All this makes for a far more complex brew than existed in 1971. And add to that the arrival of whistle-blowers — whatever their motives — who can download vast archives of materials onto a thumb drive and, unlike Daniel Ellsberg, make them public without really knowing what they have, or what it proves.
There is now a whole new pipeline to the public that largely bypasses traditional journalistic safeguards — and that is already eroding the quiet give-and-take between government officials and reporters they know, even if there is a level of distrust on both sides.
Today, anyone with a Substack account can publish at the touch of a button. Even if The New York Times had not published the State Department cables released by WikiLeaks in 2010, or The Washington Post and others had not given an outlet to Edward A. Snowden’s 2013 disclosures, the material would have all appeared on the internet, revealed by organizations that believe in publishing anything and everything, no matter what the damage.
In a recent essay, Michael Morell, the former acting director of the C.I.A., argues that the damage from the Snowden leaks was vast. True, he acknowledges, some good may have come from the disclosures, such as President Barack Obama’s decision to alter the system by which it collected data on all calls made in the United States. Mr. Obama also ordered an end to the tapping of the cellphone of the German chancellor, Angela Merkel.
But Mr. Morell argues that had the whistle-blowers followed the law, and privately gone to congressional oversight committees or higher government officials, their revelations could have resulted in the needed reforms — without the collateral damage.
To him, people who favor publication even if there is some collateral damage to American interests “simply have not thought it through — either in general or in the specific cases they cite.”

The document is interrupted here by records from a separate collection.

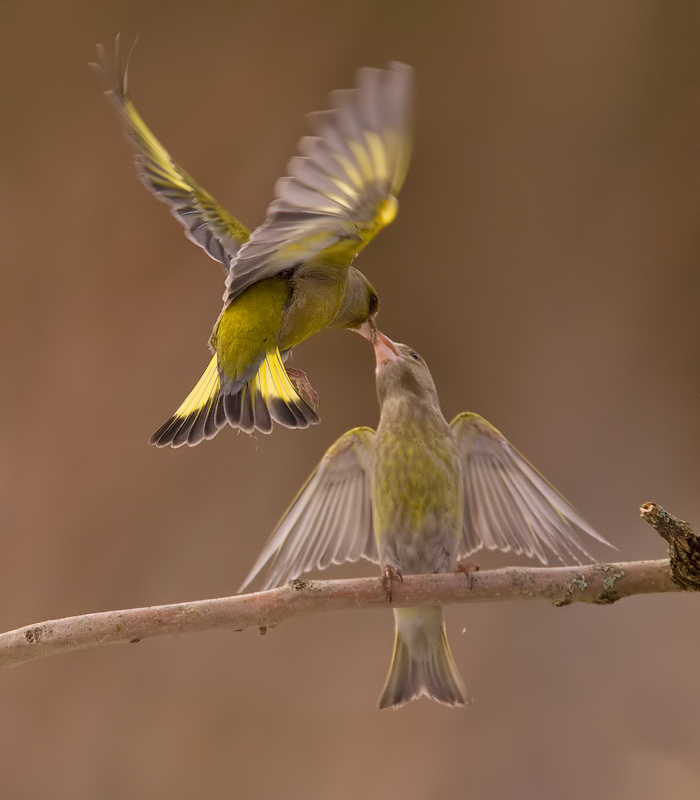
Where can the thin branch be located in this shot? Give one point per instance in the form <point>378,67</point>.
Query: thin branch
<point>596,583</point>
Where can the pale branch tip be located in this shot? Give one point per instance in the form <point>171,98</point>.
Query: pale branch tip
<point>683,545</point>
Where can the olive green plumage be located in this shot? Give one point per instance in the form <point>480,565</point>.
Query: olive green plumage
<point>416,497</point>
<point>293,275</point>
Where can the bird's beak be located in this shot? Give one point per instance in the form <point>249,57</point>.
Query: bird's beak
<point>368,330</point>
<point>384,349</point>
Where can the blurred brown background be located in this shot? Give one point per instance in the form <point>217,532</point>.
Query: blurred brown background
<point>545,262</point>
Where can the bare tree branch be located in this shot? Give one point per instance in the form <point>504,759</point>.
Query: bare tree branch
<point>595,583</point>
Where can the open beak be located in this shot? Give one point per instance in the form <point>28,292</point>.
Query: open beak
<point>368,330</point>
<point>384,349</point>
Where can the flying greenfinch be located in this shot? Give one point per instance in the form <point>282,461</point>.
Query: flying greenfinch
<point>417,496</point>
<point>293,275</point>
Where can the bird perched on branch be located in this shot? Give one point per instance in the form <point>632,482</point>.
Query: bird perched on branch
<point>417,496</point>
<point>293,275</point>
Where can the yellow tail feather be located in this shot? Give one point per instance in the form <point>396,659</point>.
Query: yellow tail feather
<point>198,417</point>
<point>269,395</point>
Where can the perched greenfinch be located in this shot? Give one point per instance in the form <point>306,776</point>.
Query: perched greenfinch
<point>417,496</point>
<point>293,275</point>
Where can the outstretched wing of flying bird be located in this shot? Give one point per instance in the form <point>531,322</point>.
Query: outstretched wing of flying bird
<point>206,223</point>
<point>342,190</point>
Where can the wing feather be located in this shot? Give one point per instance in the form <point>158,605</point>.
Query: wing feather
<point>342,189</point>
<point>330,520</point>
<point>508,505</point>
<point>206,223</point>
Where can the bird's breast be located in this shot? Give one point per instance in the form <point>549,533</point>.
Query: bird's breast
<point>417,495</point>
<point>317,295</point>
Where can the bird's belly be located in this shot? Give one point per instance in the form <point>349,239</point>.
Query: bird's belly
<point>418,511</point>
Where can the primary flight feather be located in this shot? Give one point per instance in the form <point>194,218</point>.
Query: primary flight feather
<point>293,275</point>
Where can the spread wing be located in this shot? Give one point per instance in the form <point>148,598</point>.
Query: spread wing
<point>508,505</point>
<point>330,521</point>
<point>341,191</point>
<point>206,223</point>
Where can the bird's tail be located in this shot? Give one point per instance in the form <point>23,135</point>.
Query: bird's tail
<point>422,663</point>
<point>269,395</point>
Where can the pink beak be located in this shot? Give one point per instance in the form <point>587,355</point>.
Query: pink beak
<point>368,330</point>
<point>384,349</point>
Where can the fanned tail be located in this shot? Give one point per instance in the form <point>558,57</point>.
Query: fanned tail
<point>422,663</point>
<point>269,396</point>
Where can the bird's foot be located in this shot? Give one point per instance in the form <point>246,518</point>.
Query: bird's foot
<point>467,568</point>
<point>389,574</point>
<point>303,385</point>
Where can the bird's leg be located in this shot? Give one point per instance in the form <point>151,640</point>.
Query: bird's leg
<point>467,568</point>
<point>303,384</point>
<point>390,574</point>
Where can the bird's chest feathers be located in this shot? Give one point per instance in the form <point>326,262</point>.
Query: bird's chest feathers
<point>417,480</point>
<point>317,295</point>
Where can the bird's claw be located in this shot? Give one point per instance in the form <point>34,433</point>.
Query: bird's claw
<point>467,568</point>
<point>389,574</point>
<point>303,385</point>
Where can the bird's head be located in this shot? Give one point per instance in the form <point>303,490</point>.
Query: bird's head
<point>360,306</point>
<point>401,371</point>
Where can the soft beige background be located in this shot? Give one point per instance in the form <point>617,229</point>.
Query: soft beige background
<point>545,262</point>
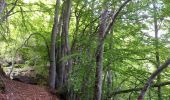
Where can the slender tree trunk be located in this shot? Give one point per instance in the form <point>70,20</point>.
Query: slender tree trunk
<point>152,77</point>
<point>66,17</point>
<point>99,58</point>
<point>156,47</point>
<point>52,70</point>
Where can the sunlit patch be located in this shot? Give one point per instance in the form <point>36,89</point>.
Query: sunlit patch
<point>26,1</point>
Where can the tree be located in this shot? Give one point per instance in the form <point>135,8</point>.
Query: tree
<point>52,69</point>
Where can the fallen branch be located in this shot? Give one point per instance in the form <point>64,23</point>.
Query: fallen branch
<point>137,89</point>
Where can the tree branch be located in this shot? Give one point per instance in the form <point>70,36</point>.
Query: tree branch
<point>151,78</point>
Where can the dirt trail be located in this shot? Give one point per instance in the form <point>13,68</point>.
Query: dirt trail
<point>20,91</point>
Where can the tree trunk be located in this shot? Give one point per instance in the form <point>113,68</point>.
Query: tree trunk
<point>68,64</point>
<point>52,70</point>
<point>99,58</point>
<point>152,77</point>
<point>156,47</point>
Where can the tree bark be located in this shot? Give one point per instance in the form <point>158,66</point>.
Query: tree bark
<point>99,58</point>
<point>52,69</point>
<point>66,17</point>
<point>156,46</point>
<point>152,77</point>
<point>103,32</point>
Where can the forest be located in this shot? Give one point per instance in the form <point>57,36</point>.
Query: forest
<point>84,50</point>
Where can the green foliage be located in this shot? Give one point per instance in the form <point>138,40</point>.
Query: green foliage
<point>129,51</point>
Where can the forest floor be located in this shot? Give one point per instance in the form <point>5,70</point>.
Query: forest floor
<point>15,90</point>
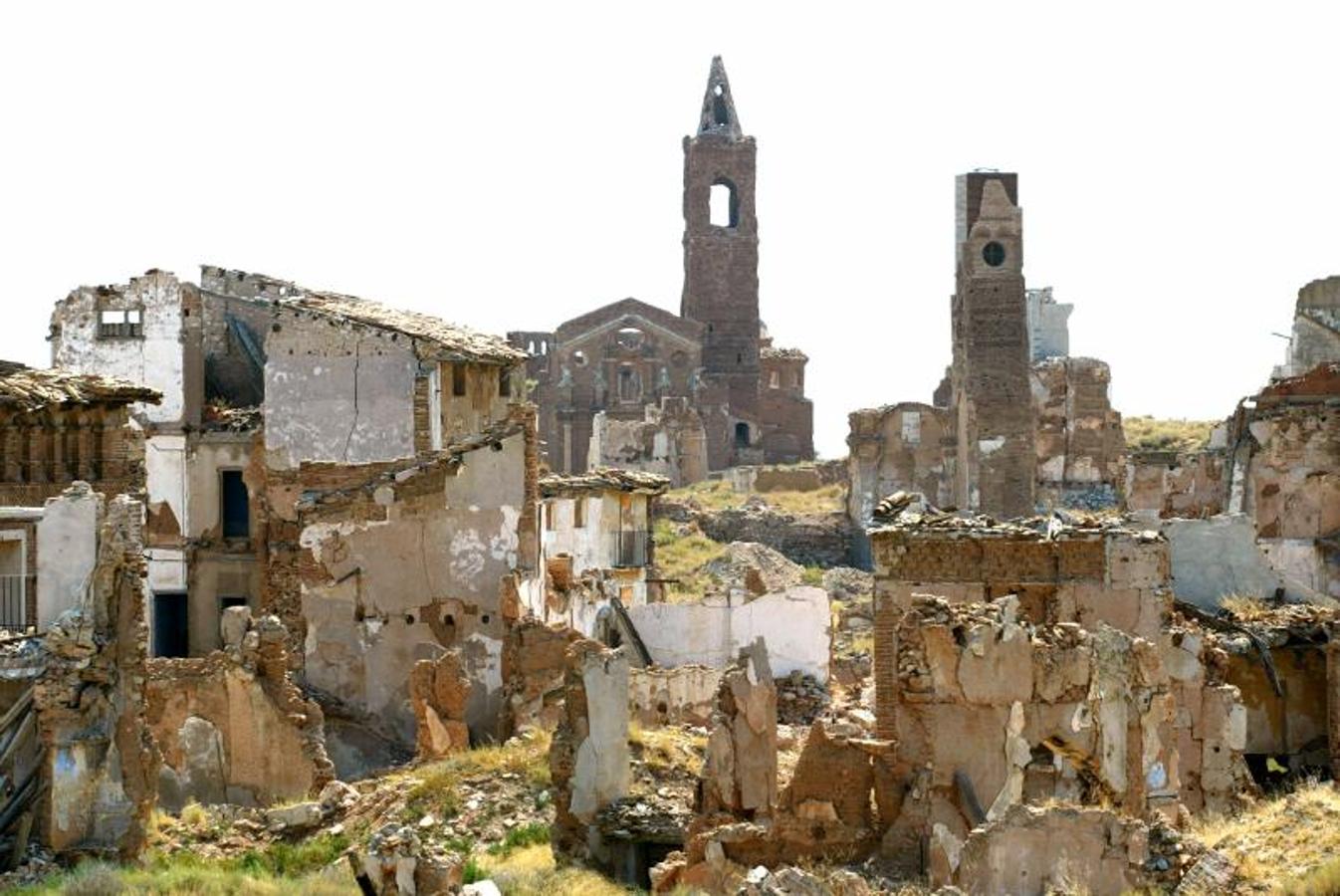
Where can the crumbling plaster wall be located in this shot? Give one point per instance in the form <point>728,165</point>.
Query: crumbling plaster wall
<point>588,757</point>
<point>414,569</point>
<point>336,392</point>
<point>794,624</point>
<point>1220,558</point>
<point>1079,439</point>
<point>1169,484</point>
<point>101,763</point>
<point>591,546</point>
<point>155,359</point>
<point>670,439</point>
<point>232,728</point>
<point>898,448</point>
<point>681,695</point>
<point>990,712</point>
<point>67,551</point>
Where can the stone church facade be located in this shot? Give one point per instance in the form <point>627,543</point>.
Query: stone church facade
<point>637,386</point>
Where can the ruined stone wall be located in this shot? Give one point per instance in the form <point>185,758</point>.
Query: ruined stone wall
<point>42,453</point>
<point>1116,577</point>
<point>101,765</point>
<point>336,392</point>
<point>383,565</point>
<point>534,666</point>
<point>794,625</point>
<point>1036,850</point>
<point>149,347</point>
<point>898,448</point>
<point>1079,441</point>
<point>681,695</point>
<point>1169,484</point>
<point>811,540</point>
<point>231,725</point>
<point>588,757</point>
<point>1316,326</point>
<point>785,415</point>
<point>991,712</point>
<point>669,439</point>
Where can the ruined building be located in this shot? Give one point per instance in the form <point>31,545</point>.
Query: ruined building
<point>366,474</point>
<point>635,386</point>
<point>1015,423</point>
<point>57,429</point>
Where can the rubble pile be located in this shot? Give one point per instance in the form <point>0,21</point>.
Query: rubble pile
<point>800,698</point>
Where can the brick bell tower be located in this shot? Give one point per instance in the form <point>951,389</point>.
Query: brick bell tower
<point>721,271</point>
<point>992,399</point>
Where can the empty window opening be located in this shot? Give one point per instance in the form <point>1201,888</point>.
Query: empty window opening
<point>12,585</point>
<point>235,504</point>
<point>994,253</point>
<point>119,325</point>
<point>723,208</point>
<point>911,427</point>
<point>720,112</point>
<point>630,384</point>
<point>170,638</point>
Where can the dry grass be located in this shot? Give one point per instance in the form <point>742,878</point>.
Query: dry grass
<point>669,748</point>
<point>1246,608</point>
<point>437,789</point>
<point>682,558</point>
<point>531,872</point>
<point>1285,842</point>
<point>717,495</point>
<point>1147,433</point>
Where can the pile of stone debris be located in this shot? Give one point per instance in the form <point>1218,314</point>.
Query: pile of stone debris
<point>911,511</point>
<point>800,698</point>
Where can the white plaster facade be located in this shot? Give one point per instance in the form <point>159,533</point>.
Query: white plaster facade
<point>794,624</point>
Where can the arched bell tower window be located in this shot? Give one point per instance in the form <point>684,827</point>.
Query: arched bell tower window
<point>723,205</point>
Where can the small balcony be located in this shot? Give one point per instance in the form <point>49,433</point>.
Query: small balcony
<point>630,548</point>
<point>14,603</point>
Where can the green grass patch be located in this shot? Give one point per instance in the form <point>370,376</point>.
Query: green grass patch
<point>682,558</point>
<point>1151,434</point>
<point>438,787</point>
<point>527,834</point>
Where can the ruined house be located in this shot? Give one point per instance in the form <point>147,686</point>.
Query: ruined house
<point>1015,423</point>
<point>599,374</point>
<point>366,474</point>
<point>58,429</point>
<point>81,763</point>
<point>595,546</point>
<point>1057,643</point>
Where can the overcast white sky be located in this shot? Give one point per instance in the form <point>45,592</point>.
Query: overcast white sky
<point>511,165</point>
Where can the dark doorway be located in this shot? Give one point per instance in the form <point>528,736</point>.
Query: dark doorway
<point>170,636</point>
<point>236,505</point>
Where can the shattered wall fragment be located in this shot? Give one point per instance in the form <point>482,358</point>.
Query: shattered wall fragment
<point>101,764</point>
<point>588,757</point>
<point>232,726</point>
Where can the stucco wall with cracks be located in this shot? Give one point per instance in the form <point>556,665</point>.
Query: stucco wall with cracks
<point>336,392</point>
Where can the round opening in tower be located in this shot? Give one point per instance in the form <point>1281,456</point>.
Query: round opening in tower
<point>994,253</point>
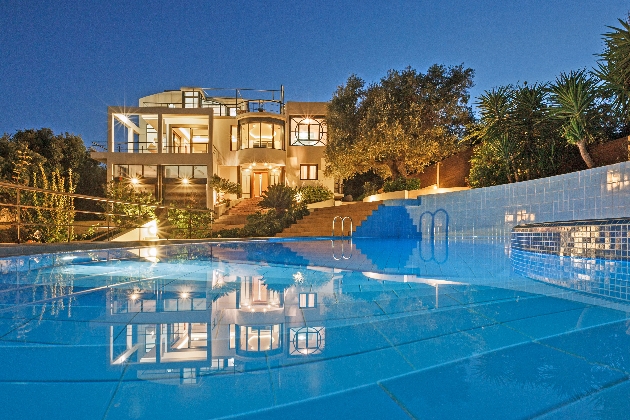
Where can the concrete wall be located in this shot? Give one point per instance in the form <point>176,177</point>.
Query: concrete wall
<point>598,193</point>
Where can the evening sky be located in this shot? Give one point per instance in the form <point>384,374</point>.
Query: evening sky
<point>63,62</point>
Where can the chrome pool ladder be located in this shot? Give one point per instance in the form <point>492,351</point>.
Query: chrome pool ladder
<point>343,219</point>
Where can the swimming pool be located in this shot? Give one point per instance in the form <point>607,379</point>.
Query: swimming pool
<point>311,329</point>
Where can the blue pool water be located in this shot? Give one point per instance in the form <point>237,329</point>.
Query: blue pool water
<point>314,329</point>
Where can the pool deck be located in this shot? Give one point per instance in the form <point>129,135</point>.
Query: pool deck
<point>13,250</point>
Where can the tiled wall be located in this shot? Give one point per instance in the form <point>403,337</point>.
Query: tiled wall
<point>599,193</point>
<point>601,277</point>
<point>605,239</point>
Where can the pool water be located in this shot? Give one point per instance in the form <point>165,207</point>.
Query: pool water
<point>308,329</point>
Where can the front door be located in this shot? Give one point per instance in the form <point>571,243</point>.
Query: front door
<point>259,183</point>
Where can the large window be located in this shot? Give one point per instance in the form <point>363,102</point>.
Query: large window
<point>191,99</point>
<point>257,339</point>
<point>308,172</point>
<point>185,171</point>
<point>308,131</point>
<point>306,340</point>
<point>261,133</point>
<point>188,139</point>
<point>135,171</point>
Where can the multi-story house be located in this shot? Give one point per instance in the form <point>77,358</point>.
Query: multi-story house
<point>174,141</point>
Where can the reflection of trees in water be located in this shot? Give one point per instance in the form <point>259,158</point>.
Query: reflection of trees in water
<point>537,367</point>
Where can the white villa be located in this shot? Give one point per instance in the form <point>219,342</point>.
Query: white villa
<point>174,141</point>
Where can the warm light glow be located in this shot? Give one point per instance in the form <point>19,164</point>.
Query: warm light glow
<point>153,232</point>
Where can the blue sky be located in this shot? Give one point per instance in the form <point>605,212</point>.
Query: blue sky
<point>63,62</point>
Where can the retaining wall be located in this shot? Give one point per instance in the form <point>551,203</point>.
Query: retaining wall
<point>599,193</point>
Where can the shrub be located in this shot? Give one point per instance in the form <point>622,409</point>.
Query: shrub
<point>308,194</point>
<point>401,184</point>
<point>278,197</point>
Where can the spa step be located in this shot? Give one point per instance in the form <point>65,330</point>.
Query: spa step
<point>319,222</point>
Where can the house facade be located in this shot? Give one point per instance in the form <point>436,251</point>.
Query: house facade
<point>173,142</point>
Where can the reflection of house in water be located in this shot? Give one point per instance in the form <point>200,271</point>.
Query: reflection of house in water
<point>228,323</point>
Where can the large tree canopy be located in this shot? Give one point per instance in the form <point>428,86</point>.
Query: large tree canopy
<point>399,126</point>
<point>22,154</point>
<point>614,67</point>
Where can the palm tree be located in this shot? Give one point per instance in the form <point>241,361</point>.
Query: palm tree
<point>575,96</point>
<point>494,126</point>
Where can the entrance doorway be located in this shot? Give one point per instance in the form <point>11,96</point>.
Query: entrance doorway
<point>259,184</point>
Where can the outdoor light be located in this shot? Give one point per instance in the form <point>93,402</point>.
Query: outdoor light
<point>153,232</point>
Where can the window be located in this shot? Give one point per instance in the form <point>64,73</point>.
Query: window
<point>308,172</point>
<point>191,99</point>
<point>261,133</point>
<point>185,171</point>
<point>308,300</point>
<point>308,131</point>
<point>233,137</point>
<point>135,171</point>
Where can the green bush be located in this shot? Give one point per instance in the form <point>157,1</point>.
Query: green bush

But the central problem is that in a world where everyone is a publisher, the fragile post-Pentagon Papers understanding between the government and traditional news organizations breaks down. No government official is going to be candid about what secrets really matter with someone she does not know, or with someone who will not engage in a thoughtful exercise before they decide to publish.
When the first big WikiLeaks disclosures happened more than a decade ago, The Times engaged in some vigorous behind-the-scenes conversations with government officials, and cut out some details that might have endangered Chinese dissidents and a secret American source in the government of Col. Muammar el-Qaddafi in Libya.
The State Department officials we dealt with were still unhappy that the documents were being published, but they acknowledged that the give-and-take — what the noted First Amendment scholar Alexander Bickel called the “disorderly situation” created by the Pentagon Papers decision — prevented worse harm. And Times journalists were satisfied that leaving out potentially harmful details took away little from the huge impact of the inside look at how American diplomacy is really practiced.
But it is hard to imagine that senior government officials would engage in that kind of discussion with WikiLeaks itself. After all, the organization has said it believes in publishing everything, with no exceptions. And it was clearly used, knowingly or not, by Russian intelligence agencies in the 2016 effort to manipulate the presidential election.
In 1971, when the Supreme Court ruled against the government’s attempt at prior restraint, these kinds of quasi-journalistic media outlets did not exist. And none of them have yet precipitated a legal showdown that might force a reconsideration of the Pentagon Papers case and its central protection of press freedom. But it is only a matter of time.